In the next subsection we will explore opening data files made using Roman I-Sim, which are stored in the `ROMANISIM` S3 directory. These simulations are saved in the same file formats as observed Roman data will be and thus are useful to help develop file ingestion pipelines. Unfortunately, Roman I-Sim has not been used to extensively simulate survey data. 

In the final subsection, we will explore how to open the OpenUniverse preview data (in the `OPEN_UNIVERSE` S3 directory). The OpenUniverse collaboration has simulated extensive datasets from two core community surveys: the High Latitude Time Domain and Wide Area Surveys (HLTDS and HLWAS). Though they have only provided a preview of the full simulation suite, the quantity of data is still sufficient to start creating data pipelines to analyze Roman data.

A full description of the provided data products and simulation methodologies can be found in the two linked Monthly Notices of the Royal Astronomical Society (MRNAS) papers in [Additional Resources](#additional_res) below, and an overview is provided in [Simulated Data Products](https://github.com/spacetelescope/roman_notebooks/blob/main/markdown/simulated-data.md).

## Opening Roman I-Sim Models

Diving into the `ROMANISIM` directory, we find three folders:

- `CATALOGS_SCRIPTS`: contains stellar and galactic catalogs used to create the simulated data stored in the other directories
  
- `DENSE_REGION`: contains calibrated and uncalibrated simulated data of dense stellar fields obtained with different filters for all the eighteen WFI detectors. The data are separated into two directories, each with a different pointing. Filenames in these directories use the prefixes `r0000101001001001001*` and `r0000101001001001002*`, which correspond to the use of the `F158` and `F129` optical elements respectively.
  
- `GALAXIES`: contains one calibrated, simulated image of a galaxy field obtained using the `F158` optical element.

Below, we use `roman_datamodels` to read the `ASDF` file corresponding to the dense region as an example. To simplify the workflow we are providing a URI to the sample Roman data. During operations, the data would be referenced using the URI when performing queries through MAST or other data access methods that are currently under development.

The file naming convention for Roman is quite elaborate as each includes all the relevant information about the observation. Please see the [Data Levels and Products](https://roman-docs.stsci.edu/data-handbook-home/wfi-data-format/data-levels-and-products) Roman documentation page for more information on the file naming conventions.

In [None]:
asdf_file_uri =  f'{asdf_dir_uri}ROMANISIM/DENSE_REGION/R0.5_DP0.5_PA0/r0000101001001001001_01101_0001_WFI01_cal.asdf'

with fs.open(asdf_file_uri, 'rb') as f:
    dm = rdm.open(f)
    
print(dm.info())

## Opening OpenUniverse Models

The subset of data that IPAC has shared is hosted in their own S3 bucket, detailed on the [OpenUniverse AWS Open Data](https://registry.opendata.aws/openuniverse2024/) website. Additionally, IPAC has created two [OpenUniverse notebooks](https://irsa.ipac.caltech.edu/docs/notebooks/) that highlight how you can interact with their image data and catalog files. In this notebook, we focus on how to access the files and leave the linked notebooks as resources for the user to explore.

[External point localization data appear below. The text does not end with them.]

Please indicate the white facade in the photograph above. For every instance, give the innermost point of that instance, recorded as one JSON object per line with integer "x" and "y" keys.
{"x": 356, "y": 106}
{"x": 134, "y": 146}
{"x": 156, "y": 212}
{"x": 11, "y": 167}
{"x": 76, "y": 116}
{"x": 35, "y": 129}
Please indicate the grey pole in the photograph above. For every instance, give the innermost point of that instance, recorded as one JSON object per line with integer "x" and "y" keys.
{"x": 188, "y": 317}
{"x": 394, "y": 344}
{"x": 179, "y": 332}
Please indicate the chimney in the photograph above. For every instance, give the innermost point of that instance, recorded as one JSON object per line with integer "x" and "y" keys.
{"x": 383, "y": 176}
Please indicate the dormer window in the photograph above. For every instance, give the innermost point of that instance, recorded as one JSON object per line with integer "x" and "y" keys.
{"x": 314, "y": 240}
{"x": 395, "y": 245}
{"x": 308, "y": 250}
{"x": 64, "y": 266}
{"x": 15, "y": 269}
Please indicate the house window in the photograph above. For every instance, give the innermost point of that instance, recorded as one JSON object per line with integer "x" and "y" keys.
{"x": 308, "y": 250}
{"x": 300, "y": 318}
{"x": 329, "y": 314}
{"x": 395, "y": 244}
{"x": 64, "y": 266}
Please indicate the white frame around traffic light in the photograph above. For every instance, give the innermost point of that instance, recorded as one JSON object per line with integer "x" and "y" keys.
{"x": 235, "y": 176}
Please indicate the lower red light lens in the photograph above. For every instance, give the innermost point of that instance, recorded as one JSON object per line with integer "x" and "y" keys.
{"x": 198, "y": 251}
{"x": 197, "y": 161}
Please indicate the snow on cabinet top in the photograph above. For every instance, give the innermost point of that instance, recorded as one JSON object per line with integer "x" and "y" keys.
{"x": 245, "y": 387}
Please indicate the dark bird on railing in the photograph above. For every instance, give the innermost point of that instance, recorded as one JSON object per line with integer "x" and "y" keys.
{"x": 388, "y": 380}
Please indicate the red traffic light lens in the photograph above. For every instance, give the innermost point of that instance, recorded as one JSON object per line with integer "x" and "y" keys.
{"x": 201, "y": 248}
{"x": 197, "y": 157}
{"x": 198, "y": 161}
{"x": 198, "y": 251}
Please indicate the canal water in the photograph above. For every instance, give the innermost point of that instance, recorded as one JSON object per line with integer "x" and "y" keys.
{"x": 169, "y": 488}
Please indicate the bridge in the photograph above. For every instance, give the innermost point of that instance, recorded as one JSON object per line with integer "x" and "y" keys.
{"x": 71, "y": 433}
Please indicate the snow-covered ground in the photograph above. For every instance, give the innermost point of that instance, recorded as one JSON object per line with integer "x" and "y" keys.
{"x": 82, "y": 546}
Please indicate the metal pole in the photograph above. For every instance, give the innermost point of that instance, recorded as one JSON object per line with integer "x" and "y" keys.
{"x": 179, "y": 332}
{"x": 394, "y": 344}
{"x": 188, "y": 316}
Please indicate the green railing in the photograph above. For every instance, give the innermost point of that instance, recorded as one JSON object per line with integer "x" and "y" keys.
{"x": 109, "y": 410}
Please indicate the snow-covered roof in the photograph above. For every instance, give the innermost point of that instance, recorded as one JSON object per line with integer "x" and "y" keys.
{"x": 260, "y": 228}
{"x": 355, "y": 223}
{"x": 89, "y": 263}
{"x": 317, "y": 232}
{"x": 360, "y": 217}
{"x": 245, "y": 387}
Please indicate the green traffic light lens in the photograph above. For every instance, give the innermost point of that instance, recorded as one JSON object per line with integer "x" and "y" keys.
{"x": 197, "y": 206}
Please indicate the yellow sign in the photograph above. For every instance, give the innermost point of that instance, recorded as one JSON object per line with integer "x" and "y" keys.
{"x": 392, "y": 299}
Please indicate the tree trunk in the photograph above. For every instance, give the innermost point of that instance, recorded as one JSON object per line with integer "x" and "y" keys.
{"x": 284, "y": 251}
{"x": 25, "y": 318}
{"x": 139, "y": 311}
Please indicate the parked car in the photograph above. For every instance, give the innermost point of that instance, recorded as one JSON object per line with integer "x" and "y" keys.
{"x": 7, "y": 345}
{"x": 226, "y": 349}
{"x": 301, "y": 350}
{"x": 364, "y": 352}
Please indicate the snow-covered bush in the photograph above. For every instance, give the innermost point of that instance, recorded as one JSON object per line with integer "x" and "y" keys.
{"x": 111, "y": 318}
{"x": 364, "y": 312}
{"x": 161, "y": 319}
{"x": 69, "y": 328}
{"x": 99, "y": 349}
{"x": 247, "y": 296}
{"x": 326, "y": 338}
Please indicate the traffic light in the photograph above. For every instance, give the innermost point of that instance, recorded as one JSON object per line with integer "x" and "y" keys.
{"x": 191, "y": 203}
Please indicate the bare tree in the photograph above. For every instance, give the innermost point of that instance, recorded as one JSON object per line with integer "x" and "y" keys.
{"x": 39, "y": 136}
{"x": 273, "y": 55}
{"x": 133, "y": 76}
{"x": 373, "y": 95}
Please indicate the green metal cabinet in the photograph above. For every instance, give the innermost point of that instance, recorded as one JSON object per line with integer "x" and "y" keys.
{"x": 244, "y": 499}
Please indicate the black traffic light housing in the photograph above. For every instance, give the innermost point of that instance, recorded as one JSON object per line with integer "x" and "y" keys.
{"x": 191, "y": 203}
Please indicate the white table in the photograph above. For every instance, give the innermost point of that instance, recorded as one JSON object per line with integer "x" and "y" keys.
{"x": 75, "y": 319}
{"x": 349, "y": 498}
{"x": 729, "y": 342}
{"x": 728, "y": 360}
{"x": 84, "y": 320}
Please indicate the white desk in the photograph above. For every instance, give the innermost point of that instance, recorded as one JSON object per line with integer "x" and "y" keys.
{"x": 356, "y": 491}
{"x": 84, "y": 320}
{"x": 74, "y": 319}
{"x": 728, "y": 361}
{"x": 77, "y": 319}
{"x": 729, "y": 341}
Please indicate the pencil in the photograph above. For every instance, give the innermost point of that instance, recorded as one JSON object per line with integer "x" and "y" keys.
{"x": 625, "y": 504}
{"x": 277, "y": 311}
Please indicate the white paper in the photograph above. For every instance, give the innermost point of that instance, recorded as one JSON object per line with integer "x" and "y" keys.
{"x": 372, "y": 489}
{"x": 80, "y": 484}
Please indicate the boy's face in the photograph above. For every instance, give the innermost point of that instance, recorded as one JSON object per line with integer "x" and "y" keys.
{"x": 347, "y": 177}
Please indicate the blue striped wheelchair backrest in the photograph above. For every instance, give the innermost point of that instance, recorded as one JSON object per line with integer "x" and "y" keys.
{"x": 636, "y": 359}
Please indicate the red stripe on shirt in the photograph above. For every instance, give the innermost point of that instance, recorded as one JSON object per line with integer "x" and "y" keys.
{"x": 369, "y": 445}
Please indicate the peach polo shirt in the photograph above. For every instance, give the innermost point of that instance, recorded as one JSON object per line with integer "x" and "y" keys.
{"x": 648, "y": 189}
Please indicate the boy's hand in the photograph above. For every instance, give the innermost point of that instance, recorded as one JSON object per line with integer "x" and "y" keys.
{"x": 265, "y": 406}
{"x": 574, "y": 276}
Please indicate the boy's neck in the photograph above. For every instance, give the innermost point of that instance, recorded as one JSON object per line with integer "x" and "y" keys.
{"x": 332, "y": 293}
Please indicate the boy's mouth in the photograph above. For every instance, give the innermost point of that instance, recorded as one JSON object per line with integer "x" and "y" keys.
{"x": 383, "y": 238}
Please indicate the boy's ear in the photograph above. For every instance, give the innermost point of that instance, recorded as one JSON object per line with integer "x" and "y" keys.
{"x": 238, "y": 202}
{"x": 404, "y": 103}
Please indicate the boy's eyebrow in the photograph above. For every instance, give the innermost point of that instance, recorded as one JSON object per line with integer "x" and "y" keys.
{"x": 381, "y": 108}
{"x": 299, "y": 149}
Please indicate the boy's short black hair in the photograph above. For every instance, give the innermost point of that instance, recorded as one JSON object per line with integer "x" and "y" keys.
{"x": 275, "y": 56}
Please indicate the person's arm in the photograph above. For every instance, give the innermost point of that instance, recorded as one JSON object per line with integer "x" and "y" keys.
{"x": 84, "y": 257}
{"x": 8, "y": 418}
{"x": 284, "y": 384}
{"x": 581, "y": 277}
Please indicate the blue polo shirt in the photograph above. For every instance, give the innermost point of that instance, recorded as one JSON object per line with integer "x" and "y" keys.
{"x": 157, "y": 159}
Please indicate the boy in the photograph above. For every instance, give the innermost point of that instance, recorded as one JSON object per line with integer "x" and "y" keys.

The simulations are natively saved as `FITS` files and are divided by survey, optical element, and HEALPix cell. [HEALPix](https://healpix.sourceforge.io) is a commonly used way to discretize the area of a sphere uniformly. Please see [Simulated Data Products](https://github.com/spacetelescope/roman_notebooks/blob/main/markdown/simulated-data.md) for more information about the specific products provided in the Open Universe data.

Below we provide an example of streaming a simulated "calibrated" image `FITS` file from their S3 bucket using an alternate way of streaming a `FITS` file. Instead of initializing our own `S3FileSystem`, we pass the credentials (anonymous credentials in this case as the data is public) to `fits.open` and allow it to create the file system. This shorthand is convenient when the URI is specifically provided, but it is impossible to explore the S3 directory structure without initializing the `S3FileSystem`.

In [None]:
s3bucket = 's3://nasa-irsa-simulations/openuniverse2024/roman/preview/RomanWAS/images/simple_model'
band = 'F184'
hpix = '15297'
sensor = 11
s3fpath = f'{s3bucket}/{band}/{hpix}/Roman_WAS_simple_model_{band}_{hpix}_{sensor}.fits.gz'

fits_file = fits.open(s3fpath, fsspec_kwargs={'anon':True})
print(fits_file.info())

For convenience, we have converted all the simulated "calibrated" images from `FITS` to `ASDF` files and are hosting them on the science platform's S3 bucket. In addition to the original files' data, we have also included two new features to the `ASDF` file:

1. We unpacked the WCS information from the `FITS` metadata and created a `gwcs.WCS` object that is saved in `asdf_file['roman']['wcs']`.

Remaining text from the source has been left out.